Patient Billing And Collections Process Needs A Tune-Up

Posted on October 1, 2018 I Written By

Anne Zieger is a healthcare journalist who has written about the industry for 30 years. Her work has appeared in all of the leading healthcare industry publications, and she's served as editor in chief of several healthcare B2B sites.

A new study from a patient payments vendor suggests that many healthcare organizations haven’t optimized their patient billing and collections process, a vulnerability which has persisted despite their efforts to crack the problem.

The survey found that while the entire billing collections process was flawed, respondents said that collecting patient payments was the toughest problem, followed by the need to deploy better tools and technologies.

Another issue was the nature of their collections efforts. Sixty percent of responding organizations use collections agencies, an approach which can establish an adversarial relationship between patient and provider and perhaps drive consumers elsewhere.

Yet another concern was long delays in issuing bills to patients. The survey found that 65% of organizations average more than 60 days to collect patient payments, and 40% waited on payments for more than 90 days.

These results align other studies that look at patient payments, all of which echo the notion that the patient collection process is far from what it should be.

For example, a study by payment services vendor InstaMed found that more than 90% of consumers would like to know what the payment responsibility is prior to a provider visit. Worse, very few consumers even know what the deductible, co-insurance and out-of-pocket maximums are, making it more likely that the will be hit with a bill they can’t afford.

As with the Cedar study, InstaMed’s research found that providers are waiting a long time to collect patient payments, three-quarters of organizations waiting a month to close out patient balances.

Not only that, investments in revenue cycle management technology aren’t necessarily enough to kickstart patient payment volumes. A survey done last year by the Healthcare Financial Management Association and vendor Navigant found that while three-quarters of hospitals said that their RCM technology budget was increasing, they weren’t necessarily getting the ROI they’d hoped to see.
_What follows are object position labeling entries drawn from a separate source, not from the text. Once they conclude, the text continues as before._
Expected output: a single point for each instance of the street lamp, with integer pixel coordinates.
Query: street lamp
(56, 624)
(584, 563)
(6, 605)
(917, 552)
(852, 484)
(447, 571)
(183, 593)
According to the survey, 77% of hospitals less than 100 beds and 78% of hospitals with 100 to 500 beds planned to increase their RCM spending. Their areas of investment included business intelligence analytics, EHR-enabled workflow or reporting, revenue integrity, coding and physician/clinician documentation options.

Still, process improvements seem to have had a bigger payoff. These hospitals are placing a lot of faith in revenue integrity programs, with 22% saying that revenue integrity was a top RCM focus area for this year. Those who would already put such a program in place said that it offered significant benefits, including increased net collections (68%), greater charge capture (61%) and reduced compliance risks (61%).

As I see it, the key takeaways here are that making sure patients know what to expect financially and putting programs in place to improve internal processes can have a big impact on patient payments. Still, with consumers financing a lot of their care these days, getting their dollars in the door should continue to be an issue. After all, you can’t get blood from a stone.